I underwent routine bloodwork during my regular gynecological checkup. It showed a hemoglobin of 16.4 g/dL and hematocrit of 47.3 %. All other laboratory values are normal, and I do not have any symptoms. I am currently on Norethindrone for birth control and Spironolactone 100 mg for cystic acne. My doctor has referred me to a hematologist. Is this necessary? Should I be worried?
Elevated hemoglobin is seen in dehydration, smokers, people living at high altitudes, congestive cardiac failure, chronic obstructive pulmonary disease, erythropoietin secreting adenomas of the kidney, and rarely could be a part of primary polycythemia. I suggest you rule out the causes of your elevated hemoglobin. If all causes are excluded, then kindly get JAK2 (Janus kinase 2), CML (chronic myelogenous leukemia) mutation tests done. Even in primary polycythemia, also called polycythemia rubra vera, these mutations will be negative frequently. In cases of secondary polycythemia, the treatment of elevated hemoglobin is to treat the cause. In primary polycythemia, if JAK2 is negative, the treatment is therapeutic phlebotomy or venesection. The goal is to keep hemoglobin and hematocrit within range.
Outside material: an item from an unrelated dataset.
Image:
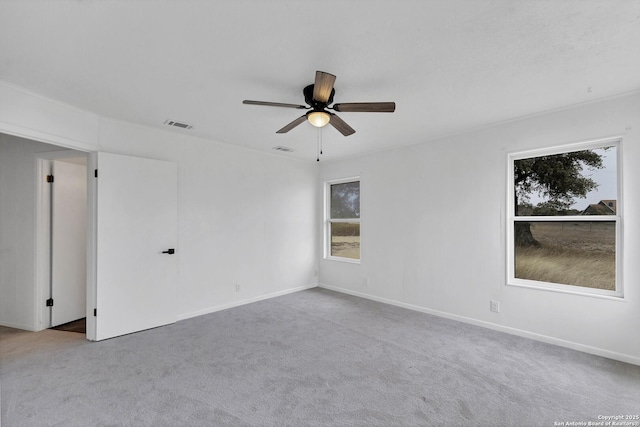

But repeated venesections or phlebotomies can lead to micronutrient deficiency, especially iron. The patient should be given micronutrient replacement therapy.
For JAK2 positive patients, tablet Ruxolitinib are given in a dose of 5 to 15 mg per day. Another option is IFN-alpha (immune interferon) in low doses in both JAK2 positive and negative cases. Meanwhile, along with all therapeutic modalities, thrombophilia prophylaxis is given. This is not a life-threatening disease. So, do not worry.